Lutto nel mondo della cultura siciliana, in particolare agrigentina: è morto Nuccio Mula, poeta, scrittore, docente, critico d’arte e noto intellettuale. Aveva 70 anni.
Chi era Nuccio Mula, l’intellettuale agrigentino morto
Nella vita, Nuccio Mula si è dedicato – con singolare ironia e spirito critico – alla cultura a 360 gradi, dalla poesia all’arte. Per oltre 30 anni ha curato una rubrica settimanale su “L’amico del Popolo” e negli anni Ottanta aveva collaborato con “L’eco di Agrigento“. Ha dedicato, poi, gran parte della sua vita ai libri e all’amore per la ricerca. Con lui, Agrigento perde uno dei suoi intellettuali più eclettici e appassionati.
A dare notizia della scomparsa è don Carmelo Petrone, direttore del settimanale diocesano sul quale Mula scriveva: “Non lo vedevo da tempo, ma la sua morte colpisce profondamente: se ne va un pezzo della mia storia personale con Agrigento. Con lui se ne va anche una parte di quella città colta, silenziosa, discreta, che non faceva rumore ma lasciava segni profondi“.
Il cordoglio
Sono tantissimi i messaggi di cordoglio sui social da amici, parenti, conoscenti e appassionati di cultura. “È morto Nuccio Mula un grande intellettuale e critico letterario. Sempre disponibile ha fornito per l’almanacco Viviagrigento quasi 500 proverbi siciliani ed età stato sempre il supervisore letterario a tutte le edizioni. RIP”, si legge in uno di questi.
E ancora, un’amica scrive: “Con grande tristezza comunico, che da questa mattina non è più tra noi l’Amico Nuccio Mula. Sei stato un caro Amico e Socio, mi hai sempre spinto a proseguire e ci siamo sempre stimati reciprocamente. Mi chiamavi picciotta e mi spronavi sempre”.
Addio anche a un esponente dell’imprenditoria
Non solo Nuccio Mula. Purtroppo un’altra figura nota in Sicilia è morta nelle scorse ore: si tratta di Pinuccio La Rosa, fondatore della “Locanda Don Serafino” a Ragusa Ibla ed esponente di una famiglia da sempre dedita al settore della ricettività e dell’ospitalità in Sicilia.
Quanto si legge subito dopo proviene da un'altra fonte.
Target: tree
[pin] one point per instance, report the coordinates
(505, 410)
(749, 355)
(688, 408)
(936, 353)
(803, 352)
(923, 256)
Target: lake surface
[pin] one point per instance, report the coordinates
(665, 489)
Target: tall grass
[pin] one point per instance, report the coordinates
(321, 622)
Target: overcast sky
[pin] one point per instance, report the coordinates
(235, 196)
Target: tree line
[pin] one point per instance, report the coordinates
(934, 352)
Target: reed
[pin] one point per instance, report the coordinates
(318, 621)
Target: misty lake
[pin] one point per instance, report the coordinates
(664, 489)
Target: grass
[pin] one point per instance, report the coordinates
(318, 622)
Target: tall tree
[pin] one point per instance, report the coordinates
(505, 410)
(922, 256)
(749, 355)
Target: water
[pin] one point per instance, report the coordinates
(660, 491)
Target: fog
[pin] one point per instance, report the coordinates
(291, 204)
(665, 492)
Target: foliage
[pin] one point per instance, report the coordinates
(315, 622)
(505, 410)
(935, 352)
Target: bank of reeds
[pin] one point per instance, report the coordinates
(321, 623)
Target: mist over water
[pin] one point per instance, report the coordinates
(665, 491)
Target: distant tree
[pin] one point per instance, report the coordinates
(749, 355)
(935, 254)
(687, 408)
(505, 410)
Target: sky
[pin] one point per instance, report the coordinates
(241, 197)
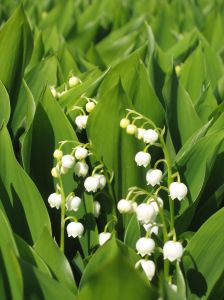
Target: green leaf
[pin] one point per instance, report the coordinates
(4, 104)
(20, 198)
(203, 261)
(113, 266)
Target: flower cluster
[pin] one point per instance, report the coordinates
(150, 213)
(76, 161)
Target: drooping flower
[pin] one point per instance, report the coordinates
(145, 246)
(75, 229)
(143, 158)
(178, 190)
(172, 251)
(154, 177)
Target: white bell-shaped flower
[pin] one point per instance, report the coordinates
(90, 106)
(145, 213)
(142, 159)
(131, 129)
(148, 267)
(55, 200)
(124, 123)
(81, 169)
(145, 246)
(140, 133)
(73, 203)
(154, 204)
(81, 153)
(177, 190)
(151, 228)
(96, 208)
(75, 229)
(172, 251)
(125, 206)
(81, 122)
(102, 180)
(91, 184)
(154, 176)
(150, 136)
(67, 161)
(104, 237)
(73, 81)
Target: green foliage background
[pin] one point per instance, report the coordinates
(125, 53)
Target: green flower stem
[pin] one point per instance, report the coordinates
(62, 235)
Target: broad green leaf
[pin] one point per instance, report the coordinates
(20, 198)
(4, 105)
(113, 266)
(15, 52)
(49, 251)
(203, 261)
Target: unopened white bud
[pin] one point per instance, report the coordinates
(104, 237)
(142, 158)
(140, 133)
(96, 208)
(81, 153)
(150, 136)
(73, 81)
(91, 184)
(145, 246)
(67, 161)
(75, 229)
(81, 169)
(177, 190)
(90, 106)
(148, 267)
(131, 129)
(81, 121)
(154, 177)
(145, 213)
(172, 251)
(54, 200)
(124, 123)
(73, 203)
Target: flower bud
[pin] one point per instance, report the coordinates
(131, 129)
(142, 158)
(145, 213)
(151, 228)
(178, 190)
(81, 169)
(67, 161)
(91, 184)
(81, 153)
(140, 133)
(124, 206)
(96, 208)
(90, 106)
(81, 121)
(150, 136)
(73, 203)
(73, 81)
(58, 154)
(55, 172)
(154, 176)
(104, 237)
(124, 123)
(148, 267)
(54, 200)
(75, 229)
(102, 180)
(145, 246)
(154, 204)
(172, 251)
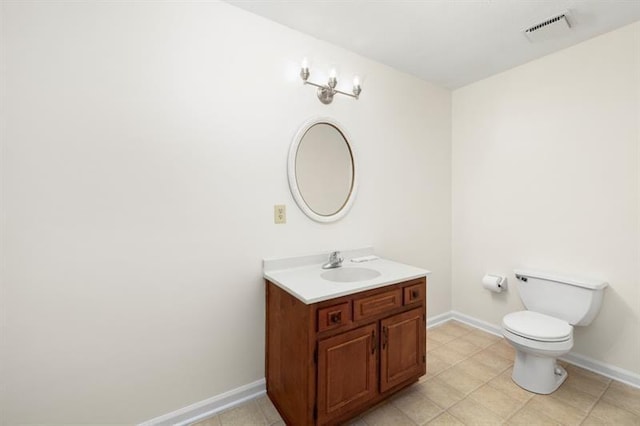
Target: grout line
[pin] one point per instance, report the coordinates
(598, 400)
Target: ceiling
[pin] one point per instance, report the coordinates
(448, 42)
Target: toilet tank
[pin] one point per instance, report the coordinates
(574, 300)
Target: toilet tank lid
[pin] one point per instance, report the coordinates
(537, 326)
(579, 282)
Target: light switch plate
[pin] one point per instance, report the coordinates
(280, 213)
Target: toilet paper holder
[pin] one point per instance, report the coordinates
(495, 283)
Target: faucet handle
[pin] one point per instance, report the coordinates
(334, 257)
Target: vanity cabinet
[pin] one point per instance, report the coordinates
(329, 361)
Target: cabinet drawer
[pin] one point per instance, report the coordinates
(413, 293)
(374, 305)
(334, 316)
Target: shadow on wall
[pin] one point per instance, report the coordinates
(615, 309)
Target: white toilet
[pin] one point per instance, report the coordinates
(544, 331)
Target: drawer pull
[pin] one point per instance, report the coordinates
(385, 337)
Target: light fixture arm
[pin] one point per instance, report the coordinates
(326, 92)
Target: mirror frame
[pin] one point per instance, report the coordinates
(291, 171)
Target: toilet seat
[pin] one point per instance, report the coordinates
(537, 326)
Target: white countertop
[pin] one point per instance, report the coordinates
(300, 276)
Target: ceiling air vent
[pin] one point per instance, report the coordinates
(548, 29)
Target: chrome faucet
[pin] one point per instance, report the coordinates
(335, 261)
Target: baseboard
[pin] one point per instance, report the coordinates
(474, 322)
(209, 407)
(607, 370)
(604, 369)
(234, 397)
(438, 319)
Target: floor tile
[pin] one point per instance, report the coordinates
(435, 364)
(417, 406)
(268, 410)
(445, 419)
(586, 382)
(432, 344)
(246, 414)
(211, 421)
(498, 402)
(606, 413)
(503, 349)
(557, 410)
(476, 369)
(496, 363)
(385, 415)
(528, 416)
(472, 413)
(355, 422)
(462, 346)
(440, 392)
(505, 384)
(481, 339)
(623, 396)
(575, 398)
(456, 328)
(439, 335)
(445, 352)
(459, 380)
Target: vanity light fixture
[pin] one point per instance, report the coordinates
(327, 91)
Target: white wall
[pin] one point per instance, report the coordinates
(546, 176)
(145, 146)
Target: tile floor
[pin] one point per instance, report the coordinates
(469, 383)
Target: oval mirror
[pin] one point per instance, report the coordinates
(321, 170)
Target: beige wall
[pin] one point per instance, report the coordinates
(546, 176)
(145, 146)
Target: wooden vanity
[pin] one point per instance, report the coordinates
(328, 361)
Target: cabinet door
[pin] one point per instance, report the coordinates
(347, 373)
(403, 348)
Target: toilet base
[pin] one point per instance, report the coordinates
(537, 374)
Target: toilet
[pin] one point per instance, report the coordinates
(544, 331)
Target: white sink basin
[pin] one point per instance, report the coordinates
(348, 275)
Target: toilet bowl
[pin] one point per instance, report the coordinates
(538, 340)
(545, 332)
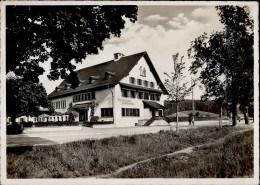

“Con la prematura scomparsa di Pinuccio La Rosa Ragusa perde non solo una figura di riferimento nella ristorazione e nel turismo, ma un imprenditore e un uomo carismatico a 360 gradi. Alla sua famiglia e ai suoi cari le più sentite condoglianze”, ha commentato il sindaco di Ragusa Peppe Cassì in uno dei tanti post di cordoglio apparsi sui social.